Nos anos fui regressando a La Libertad e à sua favela e à amizade com o Carlos Alas.
É um padeiro simples, ignorante e indefeso que, como as personagens neorrealistas, vai sendo abanado pelo destino como um espantalho ao vento. O Carlos vive na favela de LaLibertad, uma vila piscatória que também já foi estância balnear, na Costa do Bálsamo, em El Salvador. Um homem pobre de um dos países mais pobres da América Latina.
Eu andava a viajar há cerca de quatro meses. Na minha visão idílica de La Libertad, esta vila em anfiteatro sobre o Pacífico seria um lugar bom para retemperar forças durante um par de semanas.
Já não era.
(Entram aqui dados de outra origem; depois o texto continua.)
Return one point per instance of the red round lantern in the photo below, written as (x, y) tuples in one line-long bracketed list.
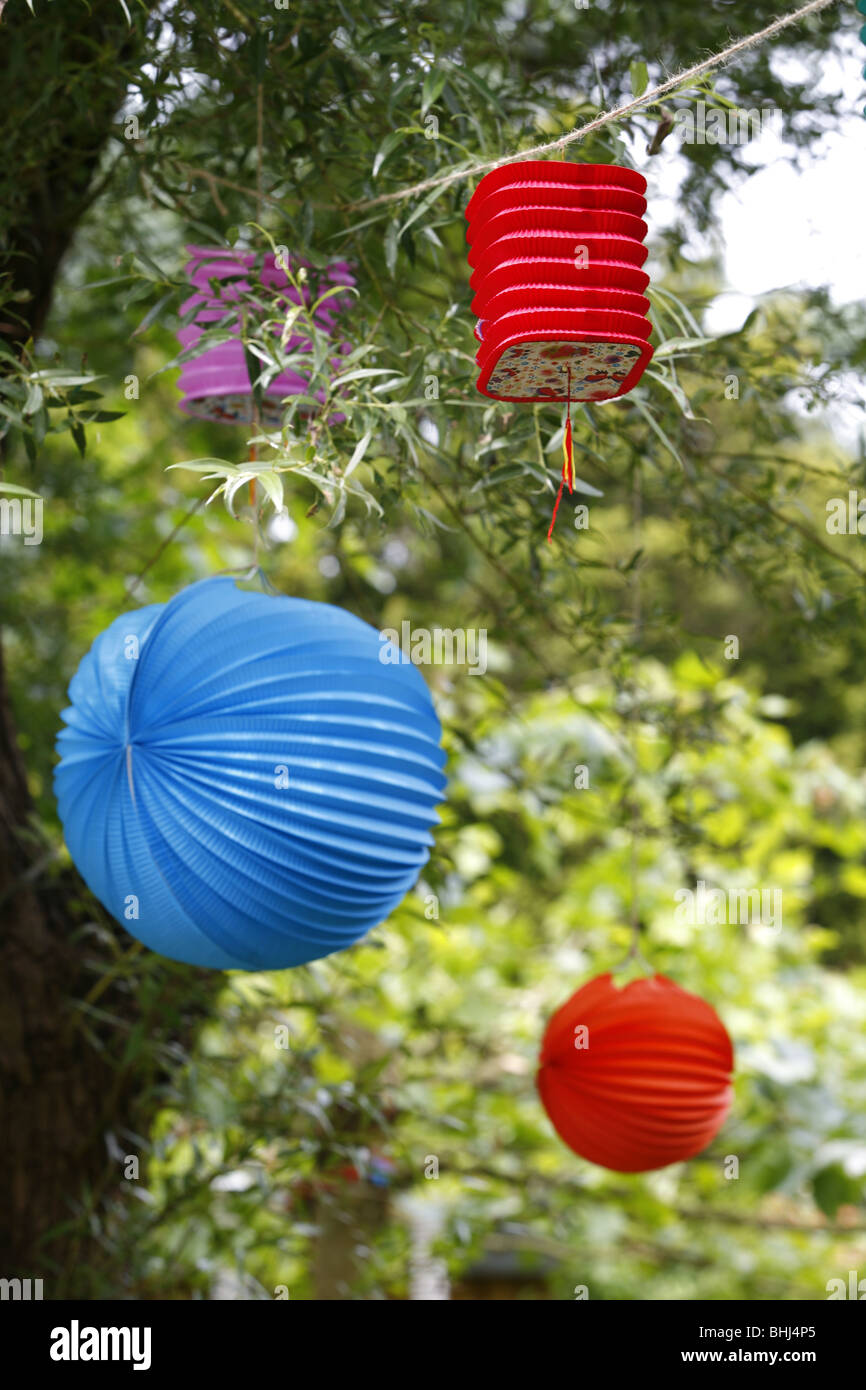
[(537, 228), (635, 1077)]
A guerra civil dos anos oitenta acabara com as mansões elegantes, com as ruas sombreadas, com os vendedores de mangas fatiadas a calcorrear a praia e os mariachis nas varandas dos bares. Pelo contrário, a guerra civil deixara a violência social e a criminalidade fácil, depois ainda a miséria de horizontes e por fim a praga do crack, a cocaína dos miseráveis. Cheguei com quatro décadas de atraso a La Libertad. Fiquei na mesma um par de semanas.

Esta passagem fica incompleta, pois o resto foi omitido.